The code below is the metod implemented in R. It's not optimal in terms of efficiency, but I hope by understanding the problem better I'll be able to improve the implementation.
library(tidyverse)
library(SearchTrees)
library(sp)
# generate random white dots and less random black dots
set.seed(1)
x <- runif(25, 1,100) %>% as.integer()
y <- runif(25, 1,100) %>% as.integer()
white <- cbind.data.frame(x,y)
x <- c(28,12,25, 80, 60)
y <- c(80,63,25, 30, 60)
black <- cbind.data.frame(x,y)
p <- ggplot(white) +
geom_point(aes(x = x, y = y), color = "white") +
geom_point(data = black, aes(x = x, y = y), color = "black") +
theme_gray()
p
# Calculate nearest neighbours based on starting conditions, then each iteration of updated conditions
lines <- list()
for(i in 1:nrow(white)){
tree <- createTree(coordinates(black))
inds <- knnLookup(tree, newdat=coordinates(white), k=1)
distList <- list()
for(j in 1:nrow(white)){
dist <- (white[j,1] - black[inds[j],1])**2 + (white[j,2] - black[inds[j],2])**2 # don't need to take root as it won't change the order
distList[[i]] <- dist
}
# Add distances to dataframe and select closest
white$distNN <- unlist(distList)
closest <- white[white$distNN == min(white$distNN),] %>% head(1) %>% rownames() %>% as.integer()

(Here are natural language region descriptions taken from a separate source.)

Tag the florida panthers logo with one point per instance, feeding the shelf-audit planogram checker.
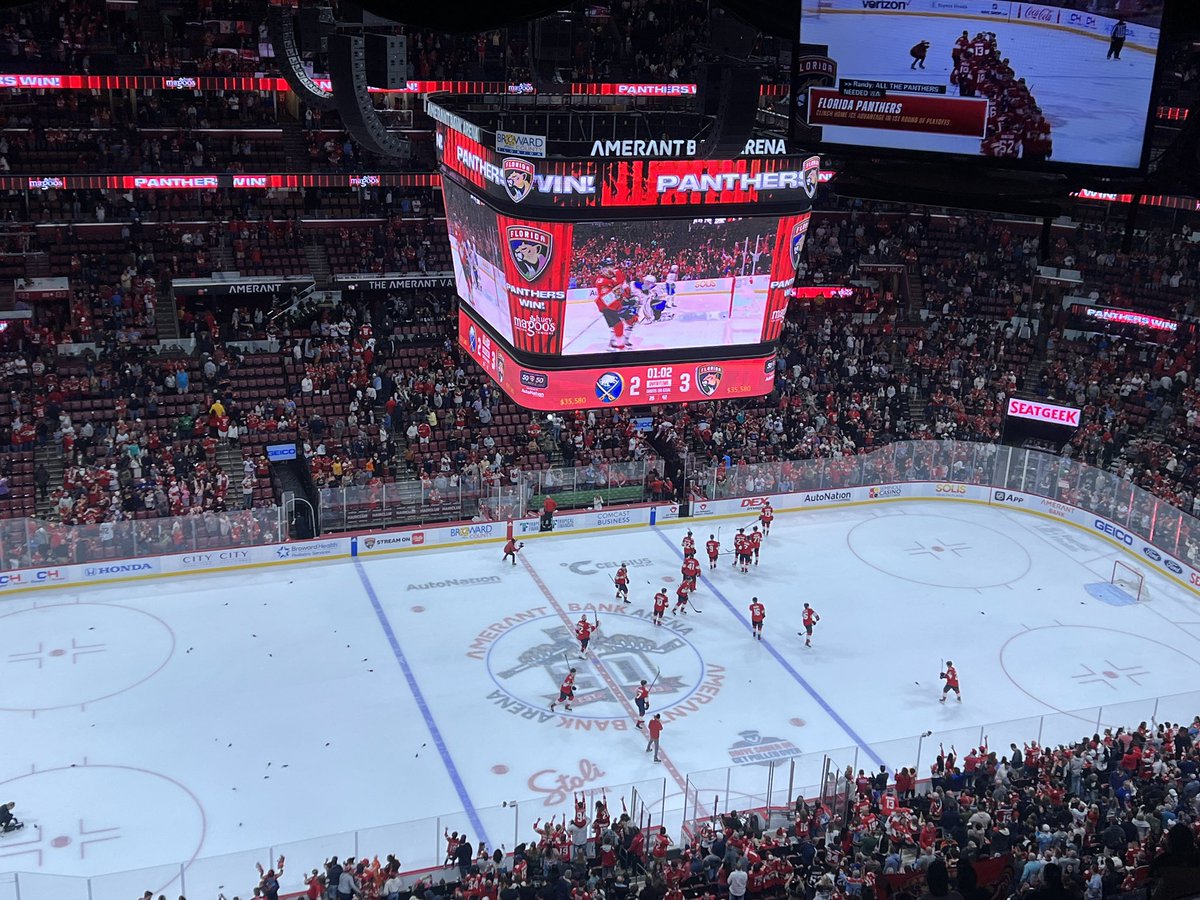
(517, 178)
(529, 249)
(708, 378)
(811, 175)
(796, 243)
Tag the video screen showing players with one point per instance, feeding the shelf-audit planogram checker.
(475, 250)
(1039, 83)
(667, 285)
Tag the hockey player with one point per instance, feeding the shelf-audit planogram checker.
(918, 54)
(713, 547)
(951, 676)
(583, 634)
(622, 581)
(742, 551)
(755, 543)
(565, 691)
(660, 606)
(810, 621)
(689, 545)
(612, 295)
(681, 599)
(757, 613)
(510, 550)
(766, 517)
(642, 699)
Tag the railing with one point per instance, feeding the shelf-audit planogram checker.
(28, 543)
(442, 501)
(1056, 478)
(767, 786)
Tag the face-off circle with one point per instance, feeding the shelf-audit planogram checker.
(939, 551)
(1075, 669)
(72, 654)
(101, 831)
(529, 661)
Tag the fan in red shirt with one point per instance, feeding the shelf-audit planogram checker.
(757, 613)
(713, 547)
(660, 606)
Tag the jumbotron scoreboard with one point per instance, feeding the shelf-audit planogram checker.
(604, 269)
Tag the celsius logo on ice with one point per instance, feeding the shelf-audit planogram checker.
(1114, 532)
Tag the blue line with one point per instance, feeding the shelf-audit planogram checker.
(787, 666)
(438, 742)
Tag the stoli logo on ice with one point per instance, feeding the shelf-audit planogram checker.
(1043, 412)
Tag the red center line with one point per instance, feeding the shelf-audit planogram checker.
(615, 689)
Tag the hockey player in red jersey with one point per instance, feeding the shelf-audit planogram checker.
(583, 634)
(713, 547)
(565, 691)
(951, 676)
(689, 545)
(755, 543)
(660, 606)
(642, 699)
(742, 551)
(690, 571)
(757, 613)
(766, 517)
(622, 581)
(810, 622)
(681, 599)
(511, 549)
(612, 295)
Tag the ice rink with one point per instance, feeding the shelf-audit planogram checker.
(181, 719)
(1096, 107)
(701, 317)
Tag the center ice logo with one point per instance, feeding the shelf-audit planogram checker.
(531, 250)
(517, 178)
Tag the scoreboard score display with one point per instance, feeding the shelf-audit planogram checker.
(595, 282)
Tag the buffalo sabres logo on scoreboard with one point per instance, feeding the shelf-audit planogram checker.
(531, 250)
(708, 378)
(811, 175)
(517, 178)
(796, 243)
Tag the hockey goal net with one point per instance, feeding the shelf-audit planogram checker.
(1129, 580)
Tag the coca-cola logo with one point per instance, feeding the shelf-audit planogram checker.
(1039, 13)
(537, 325)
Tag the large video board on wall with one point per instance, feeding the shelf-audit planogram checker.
(1031, 84)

# record coordinates for line between white point and closest black point
lines[[i]] <- cbind(white[closest,1:2],black[inds[closest],1:2])
# move 'cloest' white point from white list to black list
black <- rbind(black, white[closest,1:2])
white <- white %>% slice(-closest)
}
network <- as.data.frame(do.call(rbind, lines))
network$group <- 1:nrow(network)
network2 <- rbind(network[,c(1,2,5)], network[,c(3,4,5)])
# plot connected dots
ggplot() +
geom_line(data = network2, aes(x = x, y = y, group = group)) +
geom_point(data = black, aes(x = x, y = y), color = "black") +
theme_gray()
Not a solution, but too long for a comment.
I'm not sure I understand your description. It seems to come to an end after you have connected the first four white dots, but at that point, there must still be many unconnected black dots.
If you mean to say that you continue until all the black dots are connected, then you almost surely don't have an optimum method, because there is a path between every pair of dots. If there is a path of length more than $1$ between two of the (originally) white dots, then one of the links in this path is extraneous, since if we delete it, each balk dot is still connected to a white dot.
The problem you are considering is related to finding a minimum-weight spanning tree, and there are well-known algorithms, such as Prim's algorithm, and Kruskal's algorithm to solve it. However, it doesn't seem that you want a tree, in which there is a path between every pair of vertices.
I would say you are looking for a minimum-weight spanning forest, in which each component contains one of the white vertices. That is, you want four trees, each containing one of the white dots, such that the total weight of the edges is a minimum.
My first stab at it would be to first, construct a minimum spanning tree. There is a uniques path between every pair of white vertices. On each such path that has more than one link, delete the edge of maximum weight.
This needs some work, because it is possible that a white dot is on the path between two other white dots, so we can't exactly carry out the program described in the previous paragraph, and even if we can, it's not clear that it would result it an optimal solution.